Essen. Jürgen Klopp wechselt zu RB, viele Fans wittern Verrat. Das geht zu weit, aber mit Kritik muss der einstige BVB-Trainer leben. Ein Kommentar.
Jetzt auch noch Jürgen Klopp! In einer Fußballwelt, die von oben bis unten durchkommerzialisiert ist, war der volksnahe Trainer einer, an den sich Fußballromantiker bis zuletzt klammern konnten. Einer, der ihre Sprache zu sprechen schien, der authentisch wirkte, dem die Fans abnahmen, dass seine jeweiligen Klubs immer ein bisschen mehr für ihn waren als bloße Arbeitgeber.
Dieses Bild ist nun dahin, da sich Klopp ausgerechnet dem Red-Bull-Imperium verschrieben hat. Die Enttäuschung der Fans ist absolut nachvollziehbar, die Unerbittlichkeit so mancher Reaktion dagegen nicht. Denn: Jürgen Klopp hat niemanden verraten. Keinen Fan, keinen Arbeitgeber und schon gar nicht sich selbst. Der 57-Jährige war nie der große Fußballromantiker, zu dem ihn Fans und Medien aufbauten. In Geldfragen etwa war er schon immer Opportunist, nahm vieles mit, was er kriegen konnte, das hat er selbst so zugegeben, das galt für die immer üppigeren Gehälter bei seinen Klubs ebenso wie für gut dotierte Vorträge und millionenschwere Werbeverträge. Das Motiv: Geld verdienen, um auch die Nachkommen abzusichern, und das auf möglichst leichtem Weg.

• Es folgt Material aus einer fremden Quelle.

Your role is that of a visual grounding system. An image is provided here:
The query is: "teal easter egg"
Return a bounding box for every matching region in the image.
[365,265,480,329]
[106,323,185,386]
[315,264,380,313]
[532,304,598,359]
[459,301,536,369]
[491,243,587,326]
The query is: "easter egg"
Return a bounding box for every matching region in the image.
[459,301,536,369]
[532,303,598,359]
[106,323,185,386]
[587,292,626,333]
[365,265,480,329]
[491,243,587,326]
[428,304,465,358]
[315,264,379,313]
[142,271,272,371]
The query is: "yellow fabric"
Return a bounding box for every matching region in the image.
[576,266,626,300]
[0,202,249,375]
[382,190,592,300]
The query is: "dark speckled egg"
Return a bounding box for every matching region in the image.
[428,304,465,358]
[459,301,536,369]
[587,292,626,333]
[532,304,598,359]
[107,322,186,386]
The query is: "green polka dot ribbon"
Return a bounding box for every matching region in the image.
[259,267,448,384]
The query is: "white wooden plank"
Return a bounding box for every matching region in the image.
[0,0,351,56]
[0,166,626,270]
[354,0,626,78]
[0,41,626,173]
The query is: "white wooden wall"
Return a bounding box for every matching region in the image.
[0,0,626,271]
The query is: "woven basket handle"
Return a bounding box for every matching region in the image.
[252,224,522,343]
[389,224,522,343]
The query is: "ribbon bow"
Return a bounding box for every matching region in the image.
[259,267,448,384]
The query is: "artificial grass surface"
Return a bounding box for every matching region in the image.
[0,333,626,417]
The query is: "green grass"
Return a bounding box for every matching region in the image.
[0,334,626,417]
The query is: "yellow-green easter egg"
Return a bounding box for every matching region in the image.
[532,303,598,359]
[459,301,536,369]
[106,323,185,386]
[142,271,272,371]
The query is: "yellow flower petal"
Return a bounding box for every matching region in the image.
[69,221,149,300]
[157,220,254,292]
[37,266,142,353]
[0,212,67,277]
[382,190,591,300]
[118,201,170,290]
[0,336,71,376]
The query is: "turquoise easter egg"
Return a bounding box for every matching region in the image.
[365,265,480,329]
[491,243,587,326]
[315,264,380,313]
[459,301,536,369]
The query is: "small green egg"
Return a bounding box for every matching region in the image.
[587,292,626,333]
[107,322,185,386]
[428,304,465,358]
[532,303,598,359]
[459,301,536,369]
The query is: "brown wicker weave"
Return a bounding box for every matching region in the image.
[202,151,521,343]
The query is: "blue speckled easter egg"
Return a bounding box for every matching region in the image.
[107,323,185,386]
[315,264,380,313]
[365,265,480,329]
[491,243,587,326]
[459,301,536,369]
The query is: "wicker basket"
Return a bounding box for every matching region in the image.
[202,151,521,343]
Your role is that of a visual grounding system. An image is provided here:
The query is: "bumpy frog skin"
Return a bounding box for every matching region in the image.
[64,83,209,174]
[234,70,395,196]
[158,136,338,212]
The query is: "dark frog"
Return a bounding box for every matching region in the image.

Kritik an RB ist zulässig, Regeln wurden maximal gedehnt
Er machte daraus kein Hehl und auch an der vielstimmigen Kritik am Fußballengagement von Red Bull hat sich Klopp nie beteiligt. Dabei ist Kritik ja zulässig, RB Leipzig etwa hat den Aufstieg in die Topetage des Fußballs nur geschafft, weil Fußballverbände ihre Regeln bis zum Rande des Erträglichen und auch darüber hinaus dehnten. Das dürfen Fußballfans ablehnen, genauso dürfen sie das Konstrukt RB als Verrat an ihren Werten sehen. Aber Klopp muss diese Werte nicht teilen. Ja, er war lange Jahre Angestellter zweier Traditionsklubs. Aber er gehört weder diesen Klubs noch ihren Fans, er schuldet ihnen auch keine Rechenschaft mehr.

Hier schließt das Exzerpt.